Anyway it sounds like all this is moot because apparently Nvidia just announced there will not be a GTX card released based on the GP100. So now we're back to having no idea what a GTX Pascal chip will look like.
(04-08-2016, 04:44 PM)epixoip Wrote: [ -> ]Well 1075 Mhz is the "Average Boost" not the "Max Boost." A stock, non-SC Titan X will run at 1215 Mhz when cracking with oclHashcat.
You're right. 1152MHz is the correct value.

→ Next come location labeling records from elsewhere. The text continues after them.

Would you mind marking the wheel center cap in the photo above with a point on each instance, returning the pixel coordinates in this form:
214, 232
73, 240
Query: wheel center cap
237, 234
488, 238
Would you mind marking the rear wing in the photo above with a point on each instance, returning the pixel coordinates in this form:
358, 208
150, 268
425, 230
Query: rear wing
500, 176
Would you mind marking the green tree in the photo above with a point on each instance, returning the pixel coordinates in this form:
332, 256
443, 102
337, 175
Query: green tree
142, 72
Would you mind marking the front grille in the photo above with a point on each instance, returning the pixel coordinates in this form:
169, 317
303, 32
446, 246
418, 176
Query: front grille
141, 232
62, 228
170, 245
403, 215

Titan X - 3072 * 1152000000 = 3538944000000
Tesla P100 - 3584 * 1480000000 = 5304320000000
5304320000000 / 3538944000000 * 100 =~ 149.88
So about 50% faster. It does not matter what the Titan X does or show under hashcat. We're comparing factory specs since we know them. Anything else is speculation. How knows, maybe NVidia is conservative with the clocks and that thing overclocks like hell?
But big agree, the GP100 will be a $4000+ card and the GTX might be something else. End of Juli the GP104 might [edited] be shipped (GTX1080). I still expect a 40-50% jump up from the GTX980. Knowing the GP100 specs, thats sounds more than realistic to me.
It certainly does matter what Titan X shows under hashcat because this is the hashcat forums and how the card performs under hashcat is all we care about...
Anyway I think you're crazy, 50% is way off base from what will happen in reality. I'm still expecting max 20% and that's being optimistic.
Also where are you seeing the GTX 1080 will be shipping at the end of July?